だから、中学で友達がいたとしても話す人はいませんよ」
「ん?いたとしても?」
思わずそう聞いてしまうと、個室であるはずのエレベーターに夜風が入り込んできたのではないかと思うほど場が冷えていく。
「その話、聞きたいですか?アルビノの美少女がわざわざこんな遠いところの高校を選んで1人で引っ越してきた理由」
それを聞いた瞬間、俺の目の前には地雷原が現れたように思えた。
だが、まだ踏み抜いていないのであれば何とかなる。
「大丈夫ですよ!遠慮しときます!」
そう、誠心誠意込めて回避する。
地雷原だってどこまでも続いている訳では無い。
いくら横に広がろうが終わりはある。
ここで1番しては行けないのが中途半端にすることだ。
まぁ遠回しに言ったが要するに女性は怖いので、機嫌を損ねないようにしようということだ。

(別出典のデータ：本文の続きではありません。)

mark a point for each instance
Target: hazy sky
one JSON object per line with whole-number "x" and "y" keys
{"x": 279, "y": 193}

「はぁ、ちなみに私ってクラスの人達からするとどういうキャラ何ですか?」
「んー、凍てつくロボット?」
言って気づく、あ、今注意を払ったばかりなのにうっかり地雷を踏んでしまったかもしれない。
やばい。
そう思って彼女を見てみるも彼女はどこか遠い目をしていた。
「ごめん、変なこと言った?」
「いえ、気にしてませんよ。ただ、少し····」
彼女がその言葉をいい切る前にエレベーターが到着したことを音で知らせてくる。
2人はそのままエレベーターを下りると自分たちの部屋の方へと向かっていく。
そして、俺は今の続きを聞くべきかを悩んでいた。
それは、その時の彼女の赤いルビーのような綺麗でキラキラしていたはずの瞳から光が抜け落ちているかのように感じたからだった。
勿論それは蛍光灯のせいかもしれない、だが、そう思わずにはいられなかった。
だから、彼女が部屋に入ってしまう前に聞く。
「なぁ」
「はい?」
彼女はスクールバッグの中からガサゴソと鍵を探しながらこちらを見る。
その瞳は、いつも通りで、綺麗な瞳だった。
「さっきの言葉の続きを教えてくれ」
「さっきの言葉?」
「俺が変なこと言ったか?と聞いた時に言ってた、ただ少しって···」
「あぁ、それですか。なら、その続きはこうですよ」
すると、先程と同じような瞳で彼女は俺を見る。
「ただ、少し、私はロボットにすらなれてはいないんでしょうねと思っただけですよ」
「それはどういう?」
「まぁ、気にしないでくださいよ」
「気にするなって言われても···」
俺がそう言うと彼女は鍵を取り出してドアを開けると溜息をつきながら言う。
「はぁ、貴方はまだ、船に乗ってないんですよね?なら、貴方が気にすることではありませんよ、それと、今日は本当にありがとうございました。この礼はいつかきっとしますから、船長」
彼女はそう残して自分の部屋へと入っていく。
今の俺にはその言葉の本当の意味を理解することなど出来ないんだろう。